Gonzalez-Torres’in bir röportajında da dile getirdiği “politik olan kişiseldir; kişisel olan politiktir” ifadesi, çağdaş sanatta bireycilik ve hırsın yerine, bireysellik, empati ve sosyal tabanlı, demokratik ve evrensel insan haklarından taraf “mikro” devrimcilik taleplerinin fitilini ateşleyen önemli bir unsur.
Sanatçının, takvim, yapboz, kâğıt yığınları, şeker kümeleri, tele dizilmiş ampuller, dilbilimsel portreler ve fotoğraflardan oluşan serilerinin tümü, biçimsel özellikleriyle öne çıkıyor; ancak sanatçının tüm işlerinde estetik biçim ile açık uçlu içerik arasında sağlam bir denge bulunuyor.
Bir tevazu anti-abidesi sayılabilecek, yokluğunu varlığıyla, varlığını yokluğuyla yapıtlarında duyumsatan Gonzalez-Torres, belki de bu yüzden işlerini çıplaklaştırdıkça onlara yeni varlık ve bilinç kostümleri giydirmeyi bildi. Kendine bağlı (ama bağımlı değil) kalırken değişip, mesajı, taşıyıcının ta kendisi haline getirebilmeyi başardı.
Gonzales-Torres’in bir ışıkta, bir afişte, fotoğrafta ya da duvar ilanında kendisini ifade ettiği kişiselliğin, aynı zamanda toplumsala çözünebilirliğindeki beceri, yapıtlarına verilebilecek en saf değeri anlamamıza büyük ölçüde fırsat veriyor.
Konu edindiği şeyleri yalınlaştırıp “minimalize” ederken onların ne belleğini, ne de cüssesini hunharca kurutan, aksine yoğunlaştırdıkça taşıdıkları mesajı etrafa yayan sanatçının belli anlatıları mümkün olduğunca etrafa “bulaştırıyor” oluşunda, bir çiçeğin polenlerini salmasındaki kendiliğindenlik ve cömertlik yatıyor.
Bu bulaştırma meselesi aynı zamanda oldukça kibar bir kabulleniş ve dönüştürme başarısının da bir nüvesi. Eserlerinin tümü için andığı “potansiyel” izleyicisi, kendisi gibi 1991’de AIDS’ten yitirdiği sevgilisi Ross Laycock olduğu kadar, amacı anlaşılmak ve taşıdıkları sevgi yüklü eleştirel mesajları eriştirmek olduğundan, herkesti de.
Ağzımıza attığımız şekerlemeler bazen ışıltılı bir ambalajın ardında insanı çürüten ballı zehriyle bugünkü ABD’nin tadına dönüşüyor; bazen sanatçının sevgilisi Ross’un ölü bedeninden gram gram eksilen tatlı bir hatıraya evriliyordu.
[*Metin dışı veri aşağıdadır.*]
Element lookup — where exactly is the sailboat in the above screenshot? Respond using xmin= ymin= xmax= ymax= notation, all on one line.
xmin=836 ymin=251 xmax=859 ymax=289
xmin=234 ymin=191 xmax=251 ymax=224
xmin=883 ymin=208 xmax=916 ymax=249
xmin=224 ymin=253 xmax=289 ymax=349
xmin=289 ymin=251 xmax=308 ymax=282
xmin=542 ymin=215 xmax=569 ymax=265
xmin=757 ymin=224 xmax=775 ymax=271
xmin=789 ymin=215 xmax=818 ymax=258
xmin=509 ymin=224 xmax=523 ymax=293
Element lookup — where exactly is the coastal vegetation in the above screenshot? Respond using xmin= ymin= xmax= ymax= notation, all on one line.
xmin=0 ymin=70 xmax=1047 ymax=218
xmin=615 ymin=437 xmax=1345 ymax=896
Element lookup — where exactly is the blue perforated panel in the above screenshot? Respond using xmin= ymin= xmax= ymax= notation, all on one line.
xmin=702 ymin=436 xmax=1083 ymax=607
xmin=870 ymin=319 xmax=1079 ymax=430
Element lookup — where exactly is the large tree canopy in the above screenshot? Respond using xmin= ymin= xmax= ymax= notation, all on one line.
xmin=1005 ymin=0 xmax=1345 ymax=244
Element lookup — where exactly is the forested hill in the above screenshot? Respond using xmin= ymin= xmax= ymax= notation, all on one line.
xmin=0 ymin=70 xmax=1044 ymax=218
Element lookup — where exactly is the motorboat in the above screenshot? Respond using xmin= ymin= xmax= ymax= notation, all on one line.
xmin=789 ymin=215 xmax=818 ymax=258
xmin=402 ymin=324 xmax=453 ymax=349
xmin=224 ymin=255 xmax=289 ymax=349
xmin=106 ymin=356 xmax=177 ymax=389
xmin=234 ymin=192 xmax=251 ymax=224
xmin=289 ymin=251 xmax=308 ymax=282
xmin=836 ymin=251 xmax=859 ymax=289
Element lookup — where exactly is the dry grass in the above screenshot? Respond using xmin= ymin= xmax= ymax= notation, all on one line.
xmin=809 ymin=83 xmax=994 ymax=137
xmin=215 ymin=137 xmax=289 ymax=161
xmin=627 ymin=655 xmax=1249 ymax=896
Öyle ki, kimi izleyicilerin bu şekerler azalıp da Ross kaybedilmesin diye şekerleri almamaya direndiği bile biliniyordu.
1958’de Küba’da doğan 1996’da ABD’de hayata veda eden sanatçı, aynı zamanda küratörlüğünü Rosa Martinez’in üstlendiği 5. İstanbul Bienali’nde de ABD’yi temsil etmişti.
12. İstanbul Bienali’ne bu kez yokluğuyla varlık katarak ölümsüzlüğünü perçinleyen Gonzalez-Torres, varoluşçu ve kibar direniş biçimleriyle, içinde bulunduğu koşullara sevgiyle karşı koyan bir figür olarak hep anımsanacak.